Seit Mai diesen Jahres ist Turgay allerdings wieder auf deutschen Bühnen unterwegs und inszeniert das Stück „Mutter Courage“ von Bertolt Brecht am Landestheater in Altenburg. „Ich saß genau hier, als ich den Anruf vom Altenburger Theater bekam“, erzählt uns Turgay und weist auf den Laden, in dem wir uns mit ihm getroffen haben – sein Stammlokal in Beyoğlu. „Am nächsten Tag sollten die Theaterproben für ein anderes Stück, in das ich involviert war, beginnen.“ Nach kurzer Überlegung sagte er in Altenburg zu und die Proben für „Mutter Courage“ gingen nur eine Woche später los.
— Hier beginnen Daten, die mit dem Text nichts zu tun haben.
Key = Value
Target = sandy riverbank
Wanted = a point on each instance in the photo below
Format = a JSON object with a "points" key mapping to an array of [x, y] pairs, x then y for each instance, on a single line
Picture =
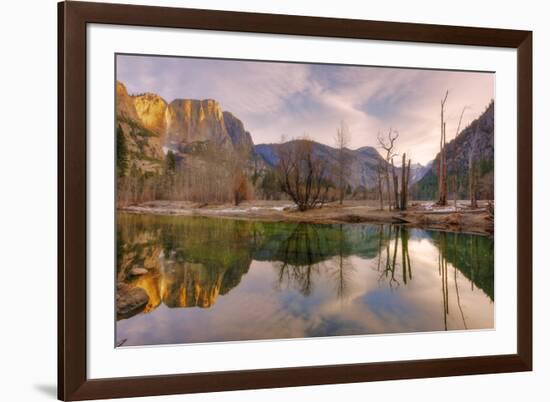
{"points": [[420, 214]]}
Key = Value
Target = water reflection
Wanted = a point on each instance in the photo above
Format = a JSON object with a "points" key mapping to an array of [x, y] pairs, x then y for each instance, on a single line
{"points": [[282, 280]]}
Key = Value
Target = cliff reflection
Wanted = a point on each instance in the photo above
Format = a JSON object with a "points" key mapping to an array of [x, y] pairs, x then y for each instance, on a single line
{"points": [[191, 261]]}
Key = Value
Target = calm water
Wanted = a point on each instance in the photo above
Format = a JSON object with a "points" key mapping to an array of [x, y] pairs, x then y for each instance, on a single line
{"points": [[220, 280]]}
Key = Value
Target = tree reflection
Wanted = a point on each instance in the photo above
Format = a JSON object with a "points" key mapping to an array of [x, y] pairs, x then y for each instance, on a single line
{"points": [[304, 254], [190, 262]]}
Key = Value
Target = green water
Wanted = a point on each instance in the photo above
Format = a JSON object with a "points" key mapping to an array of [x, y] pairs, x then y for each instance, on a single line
{"points": [[212, 279]]}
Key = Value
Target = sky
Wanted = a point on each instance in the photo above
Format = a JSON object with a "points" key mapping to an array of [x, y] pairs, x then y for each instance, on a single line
{"points": [[278, 100]]}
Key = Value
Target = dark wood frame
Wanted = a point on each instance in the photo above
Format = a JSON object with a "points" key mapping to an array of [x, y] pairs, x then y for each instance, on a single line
{"points": [[73, 17]]}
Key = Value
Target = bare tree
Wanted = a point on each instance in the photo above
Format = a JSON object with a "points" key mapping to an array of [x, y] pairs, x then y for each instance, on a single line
{"points": [[387, 144], [380, 191], [405, 178], [302, 175], [472, 169], [341, 140], [455, 176], [442, 183]]}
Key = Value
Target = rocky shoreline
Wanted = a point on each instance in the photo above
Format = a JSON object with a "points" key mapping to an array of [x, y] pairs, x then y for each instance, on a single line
{"points": [[421, 214]]}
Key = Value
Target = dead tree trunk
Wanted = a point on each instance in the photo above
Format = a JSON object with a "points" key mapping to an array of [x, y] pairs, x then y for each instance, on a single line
{"points": [[387, 145], [381, 194], [472, 173], [405, 177], [442, 184], [395, 186]]}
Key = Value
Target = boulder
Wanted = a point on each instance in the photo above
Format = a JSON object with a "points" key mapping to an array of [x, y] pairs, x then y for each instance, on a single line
{"points": [[130, 301], [136, 271]]}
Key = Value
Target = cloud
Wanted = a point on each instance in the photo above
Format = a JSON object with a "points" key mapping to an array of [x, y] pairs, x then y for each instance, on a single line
{"points": [[274, 99]]}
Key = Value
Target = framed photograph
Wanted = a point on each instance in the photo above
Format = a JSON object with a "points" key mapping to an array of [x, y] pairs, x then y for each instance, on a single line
{"points": [[253, 200]]}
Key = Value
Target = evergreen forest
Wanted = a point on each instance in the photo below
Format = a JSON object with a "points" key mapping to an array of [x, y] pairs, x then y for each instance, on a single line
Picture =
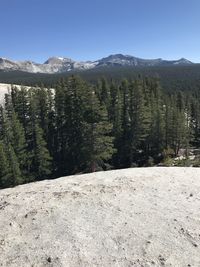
{"points": [[83, 127]]}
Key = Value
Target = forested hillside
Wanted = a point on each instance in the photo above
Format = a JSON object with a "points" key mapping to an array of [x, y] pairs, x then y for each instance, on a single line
{"points": [[172, 78], [82, 127]]}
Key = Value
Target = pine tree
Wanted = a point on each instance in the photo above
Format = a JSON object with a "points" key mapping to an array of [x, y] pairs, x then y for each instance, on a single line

Für ihn hat das Kriegsstück, bestehend aus dem Dreieck Mutter Courage, Krieg und Kinder, vor allem in diesen Zeiten, in denen „die Welt am Rad dreht“, viel zu sagen und ist auf aktuelle Geschehnisse der globalisierten Welt übertragbar. Mutter Courage verdient durch den Krieg ihr Geld, um ihre drei Kinder zu ernähren. Auf der anderen Seite aber braucht der Krieg Kinder, um weiterzugehen. Mutter Courage, für Turgay eine „nackte Realistin“, ist sich dieser paradoxen Situation bewusst, versucht diesen Kreis zu durchbrechen, aber es gelingt ihr nicht. Alle drei Kinder sterben. „Für mich handelt die Mutter Courage von ebendiesem Clash des Gefühls und der Realität“, sagt Turgay. Er wünscht sich diese Ehrlichkeit und Offenheit, wie Mutter Courage sie zu Tage bringt, auch für Akteure in der Politik.

Neben dem Theater ist Turgay auch hin und wieder im Fernsehen zu sehen, zum Beispiel in der ProSieben-Produktion “Märchenstunde” und in der ARD-Produktion „Mordkommission Istanbul“, wo er als Gerichtsmediziner Leichen obduziert. Seine Gesten und Worte aber lassen deutlich spüren, dass Theater eine Herzensangelegenheit für Turgay ist. Der Rahmen der Realität, die intensiven Probephasen und die physikalische Nähe zum Publikum machen das Theater für ihn persönlich besonders reizvoll – in diesem verdammt großen Universum.